SINGAPORE/JAKARTA - Singaporean bank DBS (DBSM.SI) has made the country's sovereign wealth fund Temasek an offer for its $3.2 billion majority stake in Indonesia's Bank Danamon (BDMN.JK), sources said on Friday, setting up Indonesia's biggest bank takeover.
The acquisition would tap strong potential growth in Indonesian banking and would be the first major deal by DBS Chief Executive Piyush Gupta, who took the helm in late 2009. Over the last two years, he has focused on turning around its existing businesses.
Gupta, a former Citigroup executive, is in Jakarta with a small group of senior managers to thrash out the price and financial conditions, one of the sources told Reuters.
"DBS bosses cancelled all internal meetings and have all gone overseas," the source said.
DBS's biggest deal to date was its $5.8 billion purchase of Hong Kong's Dao Heng Bank in 2001. DBS, Southeast Asia's biggest lender, is itself 29 percent owned by Temasek.
The company declined to comment.
"The Indonesian economy has been doing well.

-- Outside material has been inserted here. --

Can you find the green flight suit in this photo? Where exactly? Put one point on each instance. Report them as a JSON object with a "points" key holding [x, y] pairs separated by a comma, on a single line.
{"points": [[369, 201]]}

It's good to have a bigger footprint," said Roger Tan, chief executive of SIAS Research, the research arm of the Securities Investors' Association of Singapore (SIAS).
"The question is how much additional value DBS can get and the premium they will have to pay."
The 68 percent stake is valued at around $3.2 billion based on Danamon's last traded price.
Danamon said on Friday its biggest shareholder, controlled by Temasek, received an offer from an unnamed investor to sell the stake and asked for a share trading halt until April 2.
Temasek's Fullerton Financial Holdings TEM.UL also confirmed it had received an offer but did not identify the bidder.
It may not be a smooth deal.
Indonesia has said it could impose bank ownership limits, including those on foreign investors that recently scuttled some cross-border deals.
"DBS finally has the guts to do it but the question is how high is the valuation for Danamon?" said Teguh Hartanto, a senior banking analyst at PT Bahana Securities.
"The challenge for Danamon is harder over the coming years as their cost of funding is expensive compared to other banks and the central bank's rule on loan down payments will also hurt them as they got around 50 percent of annual profit from Adira Finance."
Banking penetration is relatively low in Indonesia, the world's fourth most-populous nation and loan growth is running at 20 percent a year.